We have to understand that it is impossible to see the world through the eyes of people living with terminal illness, when we are not in those shoes ourselves. But these people understand their condition, they know what the future has in store for them; and we cannot deny them the choice. When someone has suffered from lung cancer for two years, and knows it won’t get better, he’s not going to suddenly change his mind on his death-bed. He’s already on it, and he knows it. So let us trust that he knows, better than us, whether he wishes to go through the pain.

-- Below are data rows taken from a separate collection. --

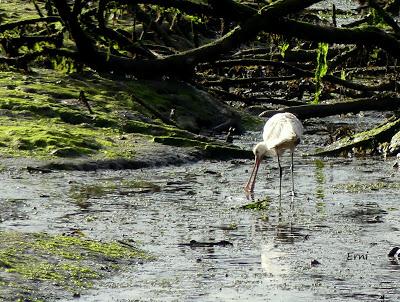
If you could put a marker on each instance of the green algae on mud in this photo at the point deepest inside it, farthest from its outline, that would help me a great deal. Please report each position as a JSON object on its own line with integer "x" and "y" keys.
{"x": 57, "y": 263}
{"x": 41, "y": 115}
{"x": 361, "y": 187}
{"x": 258, "y": 205}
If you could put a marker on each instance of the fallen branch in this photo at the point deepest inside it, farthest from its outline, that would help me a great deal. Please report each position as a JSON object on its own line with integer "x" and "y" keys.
{"x": 378, "y": 103}
{"x": 363, "y": 143}
{"x": 304, "y": 73}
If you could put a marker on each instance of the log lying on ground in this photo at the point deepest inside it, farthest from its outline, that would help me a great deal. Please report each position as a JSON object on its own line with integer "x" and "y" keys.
{"x": 367, "y": 142}
{"x": 301, "y": 73}
{"x": 379, "y": 103}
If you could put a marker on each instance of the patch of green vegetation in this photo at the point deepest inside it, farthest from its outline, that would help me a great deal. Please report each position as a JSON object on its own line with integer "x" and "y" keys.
{"x": 68, "y": 262}
{"x": 41, "y": 114}
{"x": 366, "y": 187}
{"x": 45, "y": 138}
{"x": 258, "y": 205}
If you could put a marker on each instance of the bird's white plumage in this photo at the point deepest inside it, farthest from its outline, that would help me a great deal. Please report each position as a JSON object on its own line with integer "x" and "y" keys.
{"x": 281, "y": 130}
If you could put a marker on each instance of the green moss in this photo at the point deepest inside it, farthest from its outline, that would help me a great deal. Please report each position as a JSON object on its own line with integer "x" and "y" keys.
{"x": 68, "y": 262}
{"x": 251, "y": 122}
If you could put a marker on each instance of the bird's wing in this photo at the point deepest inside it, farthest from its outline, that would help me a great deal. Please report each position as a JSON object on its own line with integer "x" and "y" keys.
{"x": 282, "y": 129}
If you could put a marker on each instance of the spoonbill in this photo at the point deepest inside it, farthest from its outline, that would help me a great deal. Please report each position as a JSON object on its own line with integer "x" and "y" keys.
{"x": 282, "y": 132}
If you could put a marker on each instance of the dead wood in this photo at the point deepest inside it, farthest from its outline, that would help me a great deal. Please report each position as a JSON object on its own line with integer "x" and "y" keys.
{"x": 304, "y": 73}
{"x": 378, "y": 103}
{"x": 369, "y": 142}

So let’s look at the second argument; that it’s a slippery slope. Before we know it, we’ll have physicians killing people against their wishes, and depressed teenagers requesting euthanasia like you order a Happy Meal. Here’s the short rebuttal, before we get to the longer one:
In the most recent review paper on euthanasia in the Netherlands, namely the 2009 paper entitled Two Decades of Research on Euthanasia from the Netherlands. What Have We Learnt and What Questions Remain? written by researchers from the Department of Public Health in the Netherlands, it was found that “public control and transparency of the practice of euthanasia is to a large extent possible” and that “[n]o slippery slope seems to have occurred”. The researchers find that the legalization of euthanasia in the Netherlands did not result in a slippery slope for medical end-of-life practices because:
The frequency of ending of life without explicit patient request did not increase over the studied years;
There is no evidence for a higher frequency of euthanasia, compared with background populations, among:
people with low educational status
the physically disabled or chronically ill
people with psychiatric illnesses including depression
racial or ethnic minorities.
Euthanasia doesn’t work the way suicide does. It cannot be an impulse decision; it requires several psychological assessments, not only by doctors and physicians, but typically also psychiatrists and other trained professional. Their one and only job is to determine whether or not you really, truly want end-of-life assistance, or if you’re simply acting out of spontaneous desperation. And that’s all adding to the conditions we previously discussed, namely that the patient has to be suffering and unable to improve their condition regardless of the medical procedures offered. Quite simply, even if it’s legal to die at the hand of your physician, it’s not easy; and those who go through it, really want it. So who are we to judge for them, that they have to suffer through their cancer every day, only to eventually die anyway? Let us treat death with dignity instead of desperation. And more importantly, let’s treat peoples life with the respect we would want for our own.
So, as we commemorate John Hofsess and the Right To Die activists; and as we celebrate Canada’s recent ruling that permitted assisted suicide, let’s try to expand the law so that everyone, everywhere can die with the dignity they deserve. I know I would want that dignity in my own life.